Besides the Bertarelli Foundation, funding to support the project came from The Pew Charitable Trusts, the National Philanthropic Trust, Bloomberg Philanthropies' Vibrant Oceans Initiative, and Fisheries and Oceans Canada.

“Protecting our oceans is a global task that requires global action. As a leader in marine conservation, Canada is proud to support the Global Fishing Watch’s marine manager portal,” Canadian Minister of Fisheries, Oceans, and the Canadian Coast Guard Bernadette Jordan said in a release. “Their world-class technology will monitor marine protected areas and advance scientific research, contributing to the overall health of our oceans and helping us to protect 30 percent of the ocean by 2030.”

Global Fishing Watch said its partnering nations can use the new tool to help research and manage their marine protected areas and OECMs, as part of their efforts to combat and mitigate the harmful effects of climate change. The Marine Manager will be freely available to anyone interested in using it.

“MPAs and OECMs are essential tools for building resilience to rising sea surface temperatures and ocean acidification, and they help create safe havens for biodiversity and fish stocks to replenish. But robust and science-based management is needed to fully realize their vital contribution,” GFW said in its release.

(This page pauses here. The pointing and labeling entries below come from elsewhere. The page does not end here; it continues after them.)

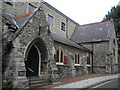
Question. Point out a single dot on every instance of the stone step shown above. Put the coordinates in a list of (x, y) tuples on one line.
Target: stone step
[(38, 81), (39, 85), (37, 78)]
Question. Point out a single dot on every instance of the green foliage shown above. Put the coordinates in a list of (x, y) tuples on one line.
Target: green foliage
[(115, 15), (7, 86)]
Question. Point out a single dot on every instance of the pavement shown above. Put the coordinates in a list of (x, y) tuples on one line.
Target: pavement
[(88, 82), (114, 83)]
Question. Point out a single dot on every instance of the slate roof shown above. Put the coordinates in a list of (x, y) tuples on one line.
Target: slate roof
[(95, 32), (50, 6), (7, 18), (21, 18)]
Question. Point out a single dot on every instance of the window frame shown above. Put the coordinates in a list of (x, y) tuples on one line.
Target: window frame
[(58, 62), (77, 59), (50, 20), (63, 26)]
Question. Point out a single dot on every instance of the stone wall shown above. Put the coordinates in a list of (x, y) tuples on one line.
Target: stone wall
[(15, 68), (71, 69), (57, 19), (99, 55)]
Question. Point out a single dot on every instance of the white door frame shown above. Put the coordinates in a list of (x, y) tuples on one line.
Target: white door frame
[(39, 67)]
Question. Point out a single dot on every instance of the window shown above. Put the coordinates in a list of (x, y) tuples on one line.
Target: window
[(88, 59), (113, 51), (50, 20), (31, 8), (63, 26), (9, 2), (77, 58), (59, 56)]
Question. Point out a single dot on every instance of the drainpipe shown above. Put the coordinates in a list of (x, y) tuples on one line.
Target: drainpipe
[(66, 27), (92, 58)]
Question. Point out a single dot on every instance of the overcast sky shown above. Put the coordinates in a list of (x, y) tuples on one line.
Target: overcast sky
[(84, 11)]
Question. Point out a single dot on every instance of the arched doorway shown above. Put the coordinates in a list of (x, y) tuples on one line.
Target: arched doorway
[(36, 58)]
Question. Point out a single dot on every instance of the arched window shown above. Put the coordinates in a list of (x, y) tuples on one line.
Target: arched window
[(88, 59), (78, 59), (75, 58), (57, 56)]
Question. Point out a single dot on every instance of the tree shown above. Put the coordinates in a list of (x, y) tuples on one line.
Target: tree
[(115, 15)]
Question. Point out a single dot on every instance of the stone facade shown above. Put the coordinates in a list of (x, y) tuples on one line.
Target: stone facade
[(105, 54), (33, 41), (15, 70), (72, 69), (59, 17)]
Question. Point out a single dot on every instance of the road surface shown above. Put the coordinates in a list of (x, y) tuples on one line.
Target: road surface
[(111, 84)]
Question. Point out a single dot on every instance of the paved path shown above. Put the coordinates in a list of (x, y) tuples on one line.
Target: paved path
[(108, 84), (88, 82)]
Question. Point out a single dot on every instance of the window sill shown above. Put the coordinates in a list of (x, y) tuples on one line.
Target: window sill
[(59, 63), (88, 65)]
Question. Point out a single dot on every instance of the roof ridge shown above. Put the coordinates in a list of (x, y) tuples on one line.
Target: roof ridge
[(22, 15), (92, 23)]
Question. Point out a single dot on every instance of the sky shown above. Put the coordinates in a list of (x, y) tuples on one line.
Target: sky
[(84, 11)]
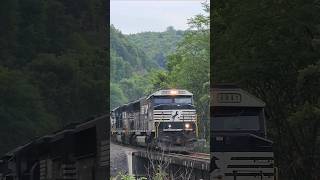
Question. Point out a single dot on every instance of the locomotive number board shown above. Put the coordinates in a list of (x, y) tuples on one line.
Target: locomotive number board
[(229, 97)]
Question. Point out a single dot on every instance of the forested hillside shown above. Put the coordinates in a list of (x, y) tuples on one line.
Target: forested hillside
[(184, 64), (52, 66), (135, 59), (157, 45), (271, 48)]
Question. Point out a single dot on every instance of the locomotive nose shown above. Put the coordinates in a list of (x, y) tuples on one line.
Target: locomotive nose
[(178, 140)]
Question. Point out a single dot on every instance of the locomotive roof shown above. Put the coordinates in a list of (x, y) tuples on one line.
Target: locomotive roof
[(222, 96), (166, 92)]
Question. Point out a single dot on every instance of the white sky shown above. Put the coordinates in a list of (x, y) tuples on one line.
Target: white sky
[(132, 16)]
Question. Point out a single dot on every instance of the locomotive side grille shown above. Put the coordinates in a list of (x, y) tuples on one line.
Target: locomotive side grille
[(43, 169), (246, 165), (69, 171), (104, 153)]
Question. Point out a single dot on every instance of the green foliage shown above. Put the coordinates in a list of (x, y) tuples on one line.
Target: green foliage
[(157, 45), (189, 66), (52, 65), (135, 59), (22, 113)]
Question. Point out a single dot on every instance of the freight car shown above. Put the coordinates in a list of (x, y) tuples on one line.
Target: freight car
[(239, 146), (164, 120), (79, 151)]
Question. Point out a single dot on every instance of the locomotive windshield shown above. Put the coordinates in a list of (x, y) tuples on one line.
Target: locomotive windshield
[(158, 100), (236, 119)]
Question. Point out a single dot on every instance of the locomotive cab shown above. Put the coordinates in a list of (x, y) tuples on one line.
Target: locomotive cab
[(239, 146), (174, 119)]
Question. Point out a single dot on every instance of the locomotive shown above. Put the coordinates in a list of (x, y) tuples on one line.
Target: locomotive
[(239, 145), (165, 120)]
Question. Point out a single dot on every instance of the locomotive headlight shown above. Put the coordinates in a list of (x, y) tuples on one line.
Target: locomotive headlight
[(173, 92), (187, 125)]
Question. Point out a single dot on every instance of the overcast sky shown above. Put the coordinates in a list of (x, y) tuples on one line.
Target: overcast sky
[(132, 16)]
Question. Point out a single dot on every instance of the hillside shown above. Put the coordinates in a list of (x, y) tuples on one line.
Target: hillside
[(133, 60), (157, 45)]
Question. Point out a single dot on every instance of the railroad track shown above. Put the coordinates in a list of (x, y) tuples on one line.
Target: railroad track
[(193, 155), (190, 155)]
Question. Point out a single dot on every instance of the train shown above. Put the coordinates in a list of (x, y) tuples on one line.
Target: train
[(79, 151), (165, 120), (239, 145)]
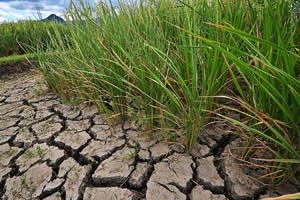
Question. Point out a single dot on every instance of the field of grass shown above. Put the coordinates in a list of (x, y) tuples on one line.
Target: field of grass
[(26, 36), (177, 65)]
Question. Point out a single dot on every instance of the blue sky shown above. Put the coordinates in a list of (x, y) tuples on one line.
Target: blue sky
[(12, 10)]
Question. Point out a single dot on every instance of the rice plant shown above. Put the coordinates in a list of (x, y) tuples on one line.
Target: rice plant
[(171, 64)]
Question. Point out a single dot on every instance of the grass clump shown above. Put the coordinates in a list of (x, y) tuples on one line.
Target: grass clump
[(176, 65), (25, 36)]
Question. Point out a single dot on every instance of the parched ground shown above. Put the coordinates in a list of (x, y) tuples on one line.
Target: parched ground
[(53, 151)]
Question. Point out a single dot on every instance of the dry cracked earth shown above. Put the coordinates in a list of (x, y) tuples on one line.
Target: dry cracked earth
[(53, 151)]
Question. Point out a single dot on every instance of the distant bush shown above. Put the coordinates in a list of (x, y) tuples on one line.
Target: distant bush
[(27, 36)]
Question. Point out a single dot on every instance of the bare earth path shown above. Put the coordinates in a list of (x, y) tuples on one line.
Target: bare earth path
[(53, 151)]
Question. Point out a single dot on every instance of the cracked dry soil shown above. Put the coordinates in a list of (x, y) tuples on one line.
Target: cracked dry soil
[(53, 151)]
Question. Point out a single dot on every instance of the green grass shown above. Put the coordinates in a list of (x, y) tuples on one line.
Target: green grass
[(183, 64), (26, 36), (17, 58)]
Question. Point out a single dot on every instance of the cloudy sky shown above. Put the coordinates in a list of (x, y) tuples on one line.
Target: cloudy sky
[(12, 10)]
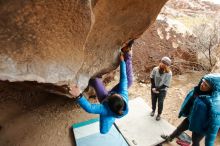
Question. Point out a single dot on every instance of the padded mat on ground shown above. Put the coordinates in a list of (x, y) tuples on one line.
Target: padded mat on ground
[(139, 128), (87, 134)]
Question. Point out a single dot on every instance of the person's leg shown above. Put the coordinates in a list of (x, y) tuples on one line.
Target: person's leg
[(181, 128), (99, 87), (161, 97), (196, 138), (129, 71), (154, 102)]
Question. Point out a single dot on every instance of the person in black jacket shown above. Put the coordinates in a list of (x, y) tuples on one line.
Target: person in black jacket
[(160, 81)]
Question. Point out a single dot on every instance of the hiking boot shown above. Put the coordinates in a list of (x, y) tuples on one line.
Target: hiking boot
[(158, 118), (152, 113), (166, 138)]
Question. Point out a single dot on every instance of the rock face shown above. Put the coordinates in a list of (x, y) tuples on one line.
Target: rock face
[(68, 41)]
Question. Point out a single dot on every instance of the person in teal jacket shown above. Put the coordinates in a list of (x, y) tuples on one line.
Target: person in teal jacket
[(201, 108), (113, 103)]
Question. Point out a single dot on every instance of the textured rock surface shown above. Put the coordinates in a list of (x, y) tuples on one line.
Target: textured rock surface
[(68, 41)]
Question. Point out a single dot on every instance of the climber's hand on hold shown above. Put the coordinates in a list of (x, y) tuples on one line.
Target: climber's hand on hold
[(74, 91)]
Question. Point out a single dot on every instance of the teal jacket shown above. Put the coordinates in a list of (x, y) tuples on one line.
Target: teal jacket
[(107, 117), (204, 114)]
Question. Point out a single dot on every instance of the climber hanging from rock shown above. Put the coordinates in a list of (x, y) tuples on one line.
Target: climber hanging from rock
[(113, 103)]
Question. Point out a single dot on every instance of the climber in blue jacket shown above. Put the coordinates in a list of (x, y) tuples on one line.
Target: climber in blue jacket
[(201, 108), (113, 103)]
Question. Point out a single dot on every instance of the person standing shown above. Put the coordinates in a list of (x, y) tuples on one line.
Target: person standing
[(201, 109), (160, 81)]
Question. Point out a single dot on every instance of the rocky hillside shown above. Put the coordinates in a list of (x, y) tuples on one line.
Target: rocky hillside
[(169, 36)]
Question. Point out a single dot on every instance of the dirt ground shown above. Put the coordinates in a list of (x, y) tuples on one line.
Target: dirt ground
[(37, 118)]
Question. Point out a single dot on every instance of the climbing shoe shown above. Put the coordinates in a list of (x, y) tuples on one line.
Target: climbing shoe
[(158, 118), (152, 114), (166, 138)]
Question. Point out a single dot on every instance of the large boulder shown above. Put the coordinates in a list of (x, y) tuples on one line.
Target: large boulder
[(68, 41)]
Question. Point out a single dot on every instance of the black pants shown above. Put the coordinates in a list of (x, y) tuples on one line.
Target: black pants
[(196, 138), (160, 97)]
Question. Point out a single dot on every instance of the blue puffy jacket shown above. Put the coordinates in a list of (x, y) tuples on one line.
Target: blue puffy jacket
[(204, 115), (107, 117)]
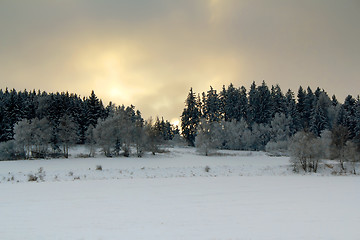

Inaugural partners using the portal include management authorities responsible for protected areas in the Galápagos Islands, Ascension Island, Guyana, Tristan da Cunha, and Niue, according to GFW.

“Global Fishing Watch’s marine manager portal enables us to harness the power of big data to monitor, understand and manage the entire 170,000 square miles of Ascension Island’s marine protected area – one of the most remote areas of the ocean,” said Diane Baum, the director of conservation and fisheries for Ascension Island’s government.

Separately, GFW is also working on augmenting its tracking system to add greater exposure to instances of transshipment and bunkering on the high seas, with the goal of fighting illegal, unreported, and unregulated (IUU) fishing.

Global Fishing Watch is in the process of building a “more comprehensive network structure to represent vessels and examine the way they interact,” according to a statement from the organization.

GFW has already built up a database of 1,350 reefer or carrier vessels and 963 bunker or refueling ships from its monitoring of data and ship movements. Aside from looking at interactions of transport and refueling vessels with trawlers at sea, the organization’s upcoming research will also examine the role played by ports as it attempts to create a picture of global transshipment movements. The bulk of transshipments focus on five ports – Busan, South Korea; Vladivostok and St. Petersburg, Russia; Zhoushan, China; and Yokosuka, Japan. According to a new GFW report, “Revealing the Supply Chain at Sea: A Global Analysis of Transshipment and Bunker Vessels,” those are the top five ports in terms of transshipment activity globally.

The report suggests fishing vessels at sea continue to turn off their AIS transponders in order to avoid detection when they’re meeting reefers and bunkers at sea. The report was created from data gleaned from GFW’s portal, which was used to analyze billions of GPS data-points broadcast by fishing, carrier, and bunker vessels from 2012 to 2019.

The research found 157,000 separate “loitering events,” whereby a reefer or bunker vessels moves in way suggesting a meeting with a trawler from long-distance fishing fleets, but during which the fishing vessel involved switched off its automatic identification systems (AIS) on encountering the transport vessel with which it interacted. The researchers studied 24,000 carrier encounters and 14,000 bunker encounters in-depth to see learn more these encounters.

“When we checked the AIS data, sometimes no such neighboring vessel could be found. The result is the appearance of a supply vessel moving slowly as if to bunker or transship, but no other vessel ever comes into the picture,” the research paper found.